Adobe's - *Lightroom2* works very well also.

Dan


----------



## Dwig (Jun 21, 2009)

D-50 said:


> I was just wondering if Photoshop CS can open a Nikon Raw file which is an .NEF file?



Yes it can.

Like all versions of Photoshop, the core program doesn't understand RAW files. A plugin is required to add the capability. PS/CS was the first version to ship with Adobe's own plugin, Camera RAW (aka ACR). The last version of ACR that is compatible with PS/CS is ver 2.4. It will handle NEF files from most of the early Nikons but can't read files created with models newer than the plugin.

To read newer files you need either a newer version of PS along with its newer ACR or you need to download and use Adobe's free DNR Converter. This application converts camera specific RAW flavors (Nikon's NEF, Canon's CR2, ...) into Adobe's "universal" RAW format, DNG. Provided your PS/CS has been updated with ACR v2.2 through v2.4 you will be able to read these DNG files as RAW files and have the full control offered by ACR v2.x.

BTW, when you see just the single WB control when opening a NEF file in PS/CS its because you've installed one of Nikon's applications that replaces the ACR in your Photoshop installation with their own pluging. This plugin is very limited, providing onlly white balance adjustment. You should find and remove the Nikon plugin to reactivate ACR.


----------



## Dwig (Jun 21, 2009)

Arch said:


> yes it can.... but only with a small converter window to adjust exposure... you dont get the full RAW converter options you get with CS2..... or an alternate RAW converting programme.



Incorrect! The full ACR controls are availabe in an undamaged PS/CS installation.

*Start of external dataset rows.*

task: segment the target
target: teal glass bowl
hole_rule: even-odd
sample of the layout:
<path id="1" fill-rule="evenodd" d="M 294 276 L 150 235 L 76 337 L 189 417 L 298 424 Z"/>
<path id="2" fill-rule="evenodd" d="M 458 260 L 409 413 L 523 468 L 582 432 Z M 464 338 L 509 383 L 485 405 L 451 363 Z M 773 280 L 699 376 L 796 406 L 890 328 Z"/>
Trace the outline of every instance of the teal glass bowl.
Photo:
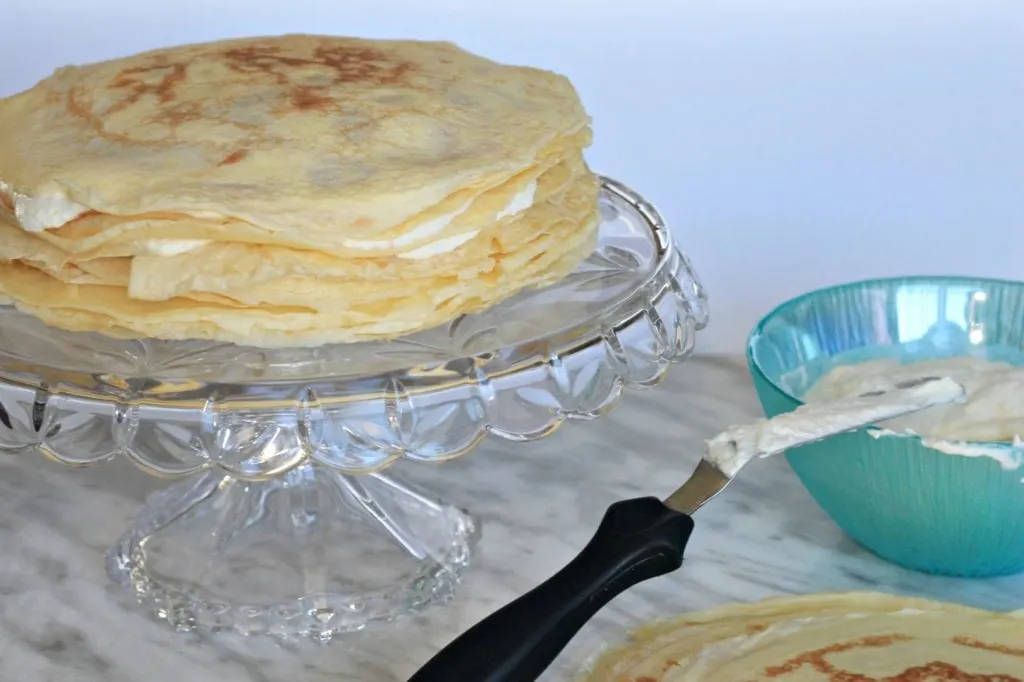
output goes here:
<path id="1" fill-rule="evenodd" d="M 837 364 L 960 355 L 1024 364 L 1024 282 L 903 277 L 820 289 L 770 312 L 747 344 L 769 417 L 799 406 Z M 1024 451 L 977 443 L 968 445 L 1000 456 L 967 457 L 879 436 L 869 427 L 786 458 L 836 524 L 884 559 L 941 575 L 1024 570 L 1024 468 L 1013 464 Z"/>

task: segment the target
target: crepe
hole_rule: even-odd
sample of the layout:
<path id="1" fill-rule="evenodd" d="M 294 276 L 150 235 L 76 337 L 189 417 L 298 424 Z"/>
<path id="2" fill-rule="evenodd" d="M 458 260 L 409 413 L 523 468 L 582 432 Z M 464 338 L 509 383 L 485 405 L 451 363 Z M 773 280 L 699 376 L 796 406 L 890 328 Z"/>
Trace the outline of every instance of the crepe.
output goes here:
<path id="1" fill-rule="evenodd" d="M 562 76 L 279 36 L 66 67 L 0 100 L 0 297 L 257 346 L 392 338 L 572 272 L 597 232 Z"/>
<path id="2" fill-rule="evenodd" d="M 727 606 L 648 626 L 589 682 L 1024 680 L 1024 618 L 877 593 Z"/>

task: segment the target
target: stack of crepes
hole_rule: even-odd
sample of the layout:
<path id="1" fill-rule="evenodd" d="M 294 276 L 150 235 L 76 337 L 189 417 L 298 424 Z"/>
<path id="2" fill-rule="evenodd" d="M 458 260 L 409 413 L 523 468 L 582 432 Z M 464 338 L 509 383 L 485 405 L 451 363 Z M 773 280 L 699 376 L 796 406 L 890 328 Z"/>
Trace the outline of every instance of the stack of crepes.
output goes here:
<path id="1" fill-rule="evenodd" d="M 808 595 L 658 623 L 589 682 L 1020 682 L 1024 617 L 877 593 Z"/>
<path id="2" fill-rule="evenodd" d="M 281 36 L 68 67 L 0 100 L 0 297 L 116 337 L 393 338 L 591 252 L 564 77 Z"/>

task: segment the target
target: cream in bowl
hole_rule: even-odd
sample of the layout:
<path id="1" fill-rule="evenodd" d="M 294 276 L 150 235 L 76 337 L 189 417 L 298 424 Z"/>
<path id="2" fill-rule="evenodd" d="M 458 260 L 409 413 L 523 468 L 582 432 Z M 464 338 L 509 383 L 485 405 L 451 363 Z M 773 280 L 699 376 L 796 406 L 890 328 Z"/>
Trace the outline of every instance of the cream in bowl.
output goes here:
<path id="1" fill-rule="evenodd" d="M 1024 283 L 902 277 L 778 306 L 747 359 L 767 416 L 918 376 L 964 385 L 943 406 L 786 453 L 852 539 L 929 573 L 1024 570 Z"/>

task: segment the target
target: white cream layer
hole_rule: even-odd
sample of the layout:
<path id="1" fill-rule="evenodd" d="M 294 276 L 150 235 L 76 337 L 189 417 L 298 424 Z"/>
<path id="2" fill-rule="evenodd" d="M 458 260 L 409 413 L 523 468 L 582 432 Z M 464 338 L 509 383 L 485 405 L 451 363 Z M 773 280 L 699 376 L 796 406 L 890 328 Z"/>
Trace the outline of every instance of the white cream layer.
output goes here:
<path id="1" fill-rule="evenodd" d="M 60 227 L 89 210 L 88 207 L 68 199 L 60 192 L 47 192 L 36 197 L 29 197 L 15 192 L 10 185 L 2 180 L 0 180 L 0 194 L 6 196 L 14 205 L 14 213 L 18 223 L 27 232 L 42 232 L 43 230 Z M 517 192 L 508 205 L 498 212 L 495 219 L 503 220 L 527 210 L 533 206 L 536 194 L 537 181 L 534 180 Z M 468 201 L 457 210 L 431 218 L 394 239 L 346 239 L 342 241 L 342 245 L 350 249 L 383 251 L 416 244 L 439 232 L 443 232 L 451 225 L 453 220 L 465 213 L 472 205 L 473 202 Z M 450 253 L 477 234 L 479 234 L 479 230 L 451 235 L 434 242 L 428 242 L 411 251 L 400 253 L 398 257 L 410 260 L 423 260 L 443 253 Z M 177 256 L 202 248 L 208 243 L 209 240 L 202 239 L 153 239 L 145 242 L 143 249 L 148 255 Z"/>
<path id="2" fill-rule="evenodd" d="M 140 246 L 142 253 L 147 256 L 180 256 L 211 243 L 209 239 L 149 239 Z"/>
<path id="3" fill-rule="evenodd" d="M 30 197 L 15 192 L 14 188 L 3 180 L 0 180 L 0 194 L 14 206 L 18 224 L 26 232 L 42 232 L 60 227 L 89 210 L 89 207 L 68 199 L 58 190 Z"/>
<path id="4" fill-rule="evenodd" d="M 893 386 L 880 396 L 844 395 L 825 403 L 801 405 L 792 412 L 734 426 L 720 433 L 708 441 L 704 458 L 732 478 L 756 457 L 778 454 L 791 447 L 963 396 L 962 386 L 943 377 L 912 388 Z"/>
<path id="5" fill-rule="evenodd" d="M 502 220 L 510 216 L 518 215 L 526 209 L 533 206 L 534 197 L 537 194 L 537 181 L 530 182 L 526 187 L 519 190 L 514 197 L 508 202 L 505 208 L 498 212 L 495 217 L 496 220 Z M 416 244 L 424 239 L 434 236 L 439 232 L 443 232 L 452 224 L 452 221 L 458 218 L 460 215 L 465 213 L 470 206 L 473 205 L 472 200 L 467 201 L 465 204 L 460 206 L 457 210 L 445 215 L 431 218 L 423 223 L 420 223 L 412 230 L 409 230 L 400 237 L 394 239 L 346 239 L 342 242 L 342 245 L 350 249 L 365 249 L 367 251 L 384 251 L 393 250 L 402 246 L 409 246 Z M 479 230 L 464 232 L 458 235 L 451 235 L 444 239 L 439 239 L 435 242 L 427 243 L 422 246 L 408 251 L 406 253 L 399 254 L 399 258 L 410 258 L 414 260 L 420 260 L 423 258 L 430 258 L 442 253 L 448 253 L 454 251 L 458 247 L 462 246 L 470 239 L 475 237 L 479 233 Z M 468 236 L 467 236 L 468 235 Z"/>
<path id="6" fill-rule="evenodd" d="M 961 384 L 966 399 L 888 420 L 873 435 L 916 434 L 925 445 L 945 454 L 990 457 L 1008 470 L 1024 466 L 1024 367 L 967 356 L 910 364 L 871 360 L 836 367 L 811 387 L 804 400 L 835 400 L 935 375 Z"/>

The single control dialog belongs to Nikon's NEF plugin which loads before ACR and blocks ACR from handling NEF files. Several of Nikon's applications install this limited plugin without warning you and without giving you the option to not install it (rather evil behavior in my opinion). If you simply find and remove the Nikon plugin, ACR will be able to see the NEF files and processing them with its more extensive controls provided the NEF files are not from a newer camera which the older v2.2-2.4 ACR can't handle.


----------